以下本文
ユニクロが「GU」を立ち上げた時、多くの人は半信半疑だったようだ。ユニクロでも十分安いのに、それよりもさらに安い服を出して大丈夫なのか、と。ところがフタを開けてみれば、GUは若者を中心に浸透し、グループ全体の成長を後押しした。親しみやすさや手軽さが、ユニクロには届かなかった層を引き寄せたのだ。
この構図をパチンコ業界に当てはめると、いろいろな可能性が見えてくる。今のホールや遊技機を「ユニクロ」としよう。一定の年齢層には根強い支持があるが、専業以外の若者はほとんど入ってこない。むしろ、遠ざかっていると言った方がいいかもしれない。
ここに「GU的な存在」が加わればどうだろう。もっと安くて、もっと気軽に、そして“怖くない”パチンコ。そんなものが用意できれば、これまでまったく関心のなかった人が一歩を踏み出すきっかけになるはずだ。
カギになるのは料金体系だけではない。一番重要なのは遊技機そのものだと思う。今のパチンコやパチスロは複雑すぎる。液晶演出も派手すぎて、初めての人は何が起きているのかサッパリ分からない。
そこで必要なのは、安価でシンプルなマシンだ。玉の動きを追いながら本来のパチンコの楽しさ・面白さ伝わる直感的な機械こそ、新しいブランドの顔になるだろう。スマホゲームでガチャを回す感覚に近ければ、若い世代も抵抗なく触れるはずだ。
店舗の雰囲気も見直したい。かつてのホールはネオンや轟音のイメージが強かったが、今はすでにそうしたものは姿を消しつつある。むしろ最近はカフェのように落ち着いた雰囲気を意識した内装も見られる。
セカンドブランド的な新業態なら、さらに一歩進めて“ちょっと休憩できる娯楽空間”としての居心地を追求すべきだろう。
たとえば、間接照明を使って柔らかい光で演出したり、ソファ席やカウンターを設けて飲み物を片手に遊技できるようにする。フリーWi-Fiやコンセントも備えれば、ゲームセンターとコワーキングスペースの中間のような存在にもなり得る。
SNSに投稿しても違和感のないデザインなら、友人同士やカップルでも立ち寄りやすい。パチンコというより“軽いエンタメ”として成立させるイメージだ。
もちろん、業界内部からは反発も出るだろう。「そんなやり方では1パチ以上に利益が取れない」とか「パチンコビジネスを壊す」とか。
しかし、考えてみてほしい。ユニクロだって当初は同じように言われていた。にもかかわらず、GUは新しい市場を広げ、結果的にユニクロの存在感も高めた。縮小を続けるパチンコ業界に必要なのは、まさにこの発想ではないだろうか。
結局のところ、出玉競争をいくら繰り返しても未来はない。大事なのは「今までホールに入ったことがない人」にどうやって門戸を開くか。ユニクロとGUの二枚看板戦略が示すように、既存ファンを守りながら新しい層を取り込む仕組みがあれば、この業界にもまだ光は残されていると思う。

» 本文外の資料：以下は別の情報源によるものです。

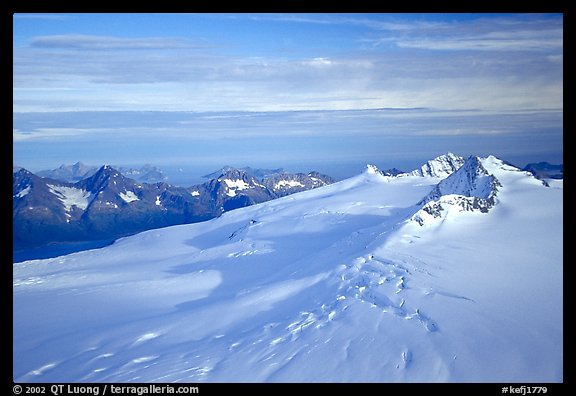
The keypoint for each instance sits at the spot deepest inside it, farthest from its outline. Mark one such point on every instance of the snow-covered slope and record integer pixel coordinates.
(440, 167)
(332, 284)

※コメントには必ずハンドルネームを入れてください。匿名は承認しません。コメントがエントリーになる場合もあります。
しかし、現実はマネーのパワーゲームであり、大手の大量購入になってしまっています。
ユニクロになぞらえるなら、イオンモールにテナントを集めて地元商店街が廃れるようなものです。
しかも、高級店ばかりのショッピングモールでは集客に限りがあるように、射幸性の高い機種(高級テナント)しかない状況。バランスが重要なのに目を背けてしまっている。
業界のためを思うなら、ホール側からメーカーに働きかけてはいかがでしょうか。
ピンバック: あかべこ
セカンドブランドということは差別化ですから、大手ホールが新台をバンバン購入するのを逆手にとって中小ホールが低コスト運営を志向するしかないでしょう。メガ系大箱ホールが必ずしも優位とはいえない時代が来るような気がするのですが。
ピンバック: crazydoctor
今のメーカーにそれができないというならば、新規で低貸し用の機械を作る企業を作るとか。
もっと言っちゃえば低貸しパチンコパチスロの業界を別に作るべき。
今の機械価格50万60万じゃビジネスモデル的にもうホールは限界なのは明らか。
メーカーだけが金を吸い取る今のパチンコ業界はもう娯楽になっていない。
根本的に変えないとセカンドブランドなどの発想は発想だけで終わる。